The variance estimate is computed by using the approximation defined in (1.1), where the linearized variable $$z$$ is defined by (1.2). The functions convey::svyrmir and vardpoor::linrmir produce the same linearized variable $$z$$.

However, the measures of uncertainty do not line up, because library(vardpoor) defaults to an ultimate cluster method that can be replicated with an alternative setup of the survey.design object.

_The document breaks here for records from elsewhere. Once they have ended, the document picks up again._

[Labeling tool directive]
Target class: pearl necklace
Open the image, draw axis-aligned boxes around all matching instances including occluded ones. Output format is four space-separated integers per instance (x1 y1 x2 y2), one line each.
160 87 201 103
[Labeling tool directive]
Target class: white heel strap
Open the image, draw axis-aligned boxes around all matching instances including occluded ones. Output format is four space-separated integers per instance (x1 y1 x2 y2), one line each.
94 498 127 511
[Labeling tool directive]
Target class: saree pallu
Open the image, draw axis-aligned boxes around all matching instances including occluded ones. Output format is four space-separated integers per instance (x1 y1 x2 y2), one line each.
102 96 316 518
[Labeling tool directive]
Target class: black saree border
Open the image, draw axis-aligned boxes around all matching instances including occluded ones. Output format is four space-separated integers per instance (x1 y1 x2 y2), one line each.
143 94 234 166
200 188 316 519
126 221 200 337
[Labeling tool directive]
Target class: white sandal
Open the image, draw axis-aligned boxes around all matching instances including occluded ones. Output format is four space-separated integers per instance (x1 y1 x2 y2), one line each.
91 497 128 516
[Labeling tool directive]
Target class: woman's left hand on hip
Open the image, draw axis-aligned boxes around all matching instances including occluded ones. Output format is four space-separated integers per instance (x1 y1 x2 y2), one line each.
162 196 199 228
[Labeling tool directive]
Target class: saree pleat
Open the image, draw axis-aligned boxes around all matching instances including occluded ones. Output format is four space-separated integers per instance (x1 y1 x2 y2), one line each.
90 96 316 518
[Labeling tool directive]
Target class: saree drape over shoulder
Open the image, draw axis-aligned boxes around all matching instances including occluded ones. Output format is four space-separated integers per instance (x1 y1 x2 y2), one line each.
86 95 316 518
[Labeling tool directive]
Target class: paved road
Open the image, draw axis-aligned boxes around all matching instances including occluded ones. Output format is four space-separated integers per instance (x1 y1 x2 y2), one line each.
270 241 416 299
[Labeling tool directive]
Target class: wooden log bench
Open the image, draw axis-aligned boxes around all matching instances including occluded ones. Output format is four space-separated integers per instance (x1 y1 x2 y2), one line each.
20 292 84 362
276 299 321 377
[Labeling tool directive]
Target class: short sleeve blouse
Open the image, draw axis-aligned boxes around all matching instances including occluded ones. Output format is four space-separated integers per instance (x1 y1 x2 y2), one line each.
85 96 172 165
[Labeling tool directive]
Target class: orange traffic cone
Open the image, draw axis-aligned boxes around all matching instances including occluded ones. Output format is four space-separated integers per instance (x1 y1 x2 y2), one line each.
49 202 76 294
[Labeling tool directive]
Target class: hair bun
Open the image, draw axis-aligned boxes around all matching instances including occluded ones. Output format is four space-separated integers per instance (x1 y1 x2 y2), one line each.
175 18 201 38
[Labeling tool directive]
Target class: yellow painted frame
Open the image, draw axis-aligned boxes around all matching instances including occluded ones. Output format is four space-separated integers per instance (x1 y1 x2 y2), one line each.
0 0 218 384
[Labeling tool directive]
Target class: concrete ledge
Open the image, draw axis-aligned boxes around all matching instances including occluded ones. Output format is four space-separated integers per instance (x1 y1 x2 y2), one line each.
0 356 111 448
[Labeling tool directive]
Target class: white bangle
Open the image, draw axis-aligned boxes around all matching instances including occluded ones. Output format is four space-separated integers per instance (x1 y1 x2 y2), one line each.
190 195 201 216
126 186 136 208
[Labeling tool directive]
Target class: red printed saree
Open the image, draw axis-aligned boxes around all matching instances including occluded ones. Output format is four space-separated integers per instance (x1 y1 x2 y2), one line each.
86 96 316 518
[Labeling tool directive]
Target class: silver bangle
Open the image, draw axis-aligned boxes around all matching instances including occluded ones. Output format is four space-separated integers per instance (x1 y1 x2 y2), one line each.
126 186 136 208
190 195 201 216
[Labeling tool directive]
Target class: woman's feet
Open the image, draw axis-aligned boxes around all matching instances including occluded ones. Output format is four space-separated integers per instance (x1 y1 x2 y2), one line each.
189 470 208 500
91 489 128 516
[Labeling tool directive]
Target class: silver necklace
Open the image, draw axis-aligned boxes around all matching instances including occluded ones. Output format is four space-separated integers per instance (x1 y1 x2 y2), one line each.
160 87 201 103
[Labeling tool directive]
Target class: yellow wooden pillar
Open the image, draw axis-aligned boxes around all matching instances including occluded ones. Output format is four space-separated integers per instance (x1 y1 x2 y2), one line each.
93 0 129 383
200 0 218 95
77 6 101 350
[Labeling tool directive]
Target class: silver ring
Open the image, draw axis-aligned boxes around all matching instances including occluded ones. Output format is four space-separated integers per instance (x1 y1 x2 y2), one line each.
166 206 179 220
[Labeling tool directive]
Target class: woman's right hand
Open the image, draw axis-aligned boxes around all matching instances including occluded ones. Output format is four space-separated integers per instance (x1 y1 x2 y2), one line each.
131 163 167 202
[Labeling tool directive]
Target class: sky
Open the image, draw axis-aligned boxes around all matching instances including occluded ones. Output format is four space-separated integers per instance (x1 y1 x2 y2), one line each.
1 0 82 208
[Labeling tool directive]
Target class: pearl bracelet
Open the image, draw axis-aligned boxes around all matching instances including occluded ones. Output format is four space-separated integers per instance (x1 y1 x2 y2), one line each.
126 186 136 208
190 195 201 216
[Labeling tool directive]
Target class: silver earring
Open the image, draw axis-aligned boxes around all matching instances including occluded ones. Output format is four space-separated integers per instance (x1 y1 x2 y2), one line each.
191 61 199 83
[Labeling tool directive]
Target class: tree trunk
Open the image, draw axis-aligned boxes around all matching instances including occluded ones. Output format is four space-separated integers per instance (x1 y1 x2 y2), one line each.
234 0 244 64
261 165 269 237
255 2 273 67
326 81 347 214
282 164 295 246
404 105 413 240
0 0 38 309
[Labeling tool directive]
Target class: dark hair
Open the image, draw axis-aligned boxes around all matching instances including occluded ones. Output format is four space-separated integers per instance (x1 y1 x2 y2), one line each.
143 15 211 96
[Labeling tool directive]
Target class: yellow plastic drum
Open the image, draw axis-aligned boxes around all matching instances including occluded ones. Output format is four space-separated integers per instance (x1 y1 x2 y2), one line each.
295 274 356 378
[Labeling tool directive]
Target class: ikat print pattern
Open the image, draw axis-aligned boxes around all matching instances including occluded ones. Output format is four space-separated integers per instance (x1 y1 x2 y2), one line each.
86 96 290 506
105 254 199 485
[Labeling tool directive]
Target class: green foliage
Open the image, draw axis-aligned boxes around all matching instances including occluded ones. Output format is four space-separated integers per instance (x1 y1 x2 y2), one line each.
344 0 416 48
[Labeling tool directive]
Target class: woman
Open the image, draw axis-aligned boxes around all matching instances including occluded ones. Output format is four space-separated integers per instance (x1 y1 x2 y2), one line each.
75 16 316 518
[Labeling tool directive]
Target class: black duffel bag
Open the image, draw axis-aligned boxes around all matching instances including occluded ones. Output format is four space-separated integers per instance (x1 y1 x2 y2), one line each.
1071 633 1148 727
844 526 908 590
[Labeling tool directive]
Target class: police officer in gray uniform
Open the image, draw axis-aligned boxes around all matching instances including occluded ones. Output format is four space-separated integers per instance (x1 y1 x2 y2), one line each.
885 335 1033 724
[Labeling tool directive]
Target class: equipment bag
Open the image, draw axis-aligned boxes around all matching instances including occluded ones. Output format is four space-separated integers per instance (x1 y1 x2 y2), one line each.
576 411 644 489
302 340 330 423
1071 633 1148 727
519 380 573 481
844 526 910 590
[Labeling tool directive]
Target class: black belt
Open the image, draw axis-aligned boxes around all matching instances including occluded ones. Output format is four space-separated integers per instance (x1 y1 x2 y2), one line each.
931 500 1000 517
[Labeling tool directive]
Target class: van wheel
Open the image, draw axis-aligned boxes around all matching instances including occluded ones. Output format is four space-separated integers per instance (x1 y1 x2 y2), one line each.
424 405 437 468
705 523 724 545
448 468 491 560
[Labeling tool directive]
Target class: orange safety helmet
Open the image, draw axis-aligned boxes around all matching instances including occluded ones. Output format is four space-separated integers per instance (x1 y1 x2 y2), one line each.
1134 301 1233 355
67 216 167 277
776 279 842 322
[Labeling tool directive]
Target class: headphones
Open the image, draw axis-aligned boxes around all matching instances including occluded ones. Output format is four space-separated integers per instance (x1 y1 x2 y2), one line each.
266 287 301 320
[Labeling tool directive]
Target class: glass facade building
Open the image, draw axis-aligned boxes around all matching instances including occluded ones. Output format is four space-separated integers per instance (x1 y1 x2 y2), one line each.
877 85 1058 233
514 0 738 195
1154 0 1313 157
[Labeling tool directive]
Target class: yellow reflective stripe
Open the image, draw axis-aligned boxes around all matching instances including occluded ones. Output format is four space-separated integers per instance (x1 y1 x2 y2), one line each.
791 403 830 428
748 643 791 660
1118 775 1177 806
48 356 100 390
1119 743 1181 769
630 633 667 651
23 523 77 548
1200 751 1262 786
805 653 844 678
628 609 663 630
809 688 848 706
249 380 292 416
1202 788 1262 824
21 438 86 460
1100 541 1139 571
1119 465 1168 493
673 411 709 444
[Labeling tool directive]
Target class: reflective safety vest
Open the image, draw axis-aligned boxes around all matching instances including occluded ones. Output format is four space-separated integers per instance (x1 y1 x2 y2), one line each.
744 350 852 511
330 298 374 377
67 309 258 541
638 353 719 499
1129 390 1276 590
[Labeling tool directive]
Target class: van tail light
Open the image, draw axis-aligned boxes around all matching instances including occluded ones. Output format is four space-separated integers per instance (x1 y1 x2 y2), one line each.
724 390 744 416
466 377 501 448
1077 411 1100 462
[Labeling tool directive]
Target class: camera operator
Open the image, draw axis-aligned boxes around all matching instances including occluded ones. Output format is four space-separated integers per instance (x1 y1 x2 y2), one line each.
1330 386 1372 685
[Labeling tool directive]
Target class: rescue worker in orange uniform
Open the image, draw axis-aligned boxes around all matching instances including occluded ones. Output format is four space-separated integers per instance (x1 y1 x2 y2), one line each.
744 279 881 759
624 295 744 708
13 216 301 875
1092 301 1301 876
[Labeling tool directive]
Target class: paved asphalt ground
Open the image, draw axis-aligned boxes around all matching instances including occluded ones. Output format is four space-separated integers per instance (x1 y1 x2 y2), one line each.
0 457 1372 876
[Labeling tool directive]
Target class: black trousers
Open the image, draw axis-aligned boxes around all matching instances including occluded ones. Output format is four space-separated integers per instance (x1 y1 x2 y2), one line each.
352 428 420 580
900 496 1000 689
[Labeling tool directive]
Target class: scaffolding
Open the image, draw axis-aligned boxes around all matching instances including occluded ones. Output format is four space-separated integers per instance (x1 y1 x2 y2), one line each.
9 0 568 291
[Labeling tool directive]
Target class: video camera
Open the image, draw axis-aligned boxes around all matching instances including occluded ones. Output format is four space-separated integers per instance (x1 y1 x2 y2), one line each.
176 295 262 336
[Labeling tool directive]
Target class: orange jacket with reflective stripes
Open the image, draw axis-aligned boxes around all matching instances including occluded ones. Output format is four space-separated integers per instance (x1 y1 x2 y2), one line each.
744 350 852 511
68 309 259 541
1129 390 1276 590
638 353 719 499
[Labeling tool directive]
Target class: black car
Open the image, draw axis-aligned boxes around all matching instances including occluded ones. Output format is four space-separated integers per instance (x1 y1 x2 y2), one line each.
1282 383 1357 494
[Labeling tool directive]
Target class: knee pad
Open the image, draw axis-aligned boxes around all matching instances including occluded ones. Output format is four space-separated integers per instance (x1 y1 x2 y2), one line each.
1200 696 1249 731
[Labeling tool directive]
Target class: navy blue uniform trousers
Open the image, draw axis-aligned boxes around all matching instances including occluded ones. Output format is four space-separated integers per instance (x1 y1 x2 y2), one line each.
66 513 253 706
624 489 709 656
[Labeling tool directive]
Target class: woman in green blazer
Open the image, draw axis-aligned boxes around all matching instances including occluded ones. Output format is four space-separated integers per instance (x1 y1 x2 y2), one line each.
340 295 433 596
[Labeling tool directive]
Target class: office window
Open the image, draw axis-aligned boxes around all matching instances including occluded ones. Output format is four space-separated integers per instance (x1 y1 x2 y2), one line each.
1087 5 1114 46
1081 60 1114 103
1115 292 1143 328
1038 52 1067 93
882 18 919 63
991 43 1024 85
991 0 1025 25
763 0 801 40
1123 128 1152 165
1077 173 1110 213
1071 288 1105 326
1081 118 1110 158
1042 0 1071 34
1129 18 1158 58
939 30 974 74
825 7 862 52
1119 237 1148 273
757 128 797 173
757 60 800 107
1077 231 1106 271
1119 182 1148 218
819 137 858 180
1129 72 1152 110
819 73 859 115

# within each strata, sum up the weights
cluster_sums <- aggregate( eusilc$rb050 , list( eusilc$db040 ) , sum )

# name the within-strata sums of weights the cluster_sum
names( cluster_sums ) <- c( "db040" , "cluster_sum" )

# merge this column back onto the data.frame
eusilc <- merge( eusilc , cluster_sums )

# construct a survey.design
# with the fpc using the cluster sum
des_eusilc_ultimate_cluster <-
svydesign(
ids = ~ rb030 ,
strata = ~ db040 ,
weights = ~ rb050 ,
data = eusilc ,
fpc = ~ cluster_sum
)

# again, immediately run the convey_prep function on the survey.design
des_eusilc_ultimate_cluster <- convey_prep( des_eusilc_ultimate_cluster )

# matches
attr( svyrmir( ~ eqincome , des_eusilc_ultimate_cluster , age = ~age ) , 'var' ) 
##              eqincome
## eqincome 0.0001272137
varpoord_rmir_calculation$all_result$var
## [1] 0.0001272137
# matches
varpoord_rmir_calculation$all_result$se
## [1] 0.0112789
SE( svyrmir( ~ eqincome , des_eusilc_ultimate_cluster, age = ~age ) ) 
##           eqincome
## eqincome 0.0112789

For additional usage examples of svyrmir, type ?convey::svyrmir in the R console.